もし会社HPの従業員数が100人未満であれば、零細SES企業です。そのような従業員100人未満のSESを除外することで、零細SESを回避できます。
零細SESを避けたい方は、必ず従業員数をチェックするようにして下さい。
未経験大量採用の企業に注意する
未経験を大量採用するIT企業は、零細SESの可能性が極めて高いです。
「大量採用=人手不足」ということ。従業員の少ない零細SESのため、未経験を募集する求人は避けるようにして下さい。
未経験OKの危険な求人
- 未経験歓迎
- 研修あり
- 文系OK
- 学歴不問
もちろんすべてが悪いわけではありませんが、未経験採用を大量に行っている企業は零細SESの可能性が高いです。
営業人数を確認する
SES企業では、営業力が非常に重要です。
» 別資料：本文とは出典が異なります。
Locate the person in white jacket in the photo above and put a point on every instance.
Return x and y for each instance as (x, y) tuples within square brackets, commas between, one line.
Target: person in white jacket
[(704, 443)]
面接で、営業人数、案件数を聞くと、会社規模が見えてきます。
営業が、下記の場合は、ほぼ確実に零細SESです。
社長が営業していることは、零細SESの典型的な特徴です。
まとめ:零細(中小)SES企業は絶対やめとけ


以上で、「零細(中小)SES企業は絶対やめとけ」の解説を終了します。
下記この記事のまとめです。
零細SES企業の定義は下記の通りです。
- 数名~数十人程度の中小SES企業
- 三次請け以降の案件がメイン
- 社長のワンマン経営もなかには存在
零細SESは、社長の意向が強く反映され、一概には労働環境は判断できません。
しかし、三次請け以降の案件が多く、ブラックな環境になりやすいのは事実です。低年収・激務の傾向があるため、零細SESは辞めておいた方がいいです。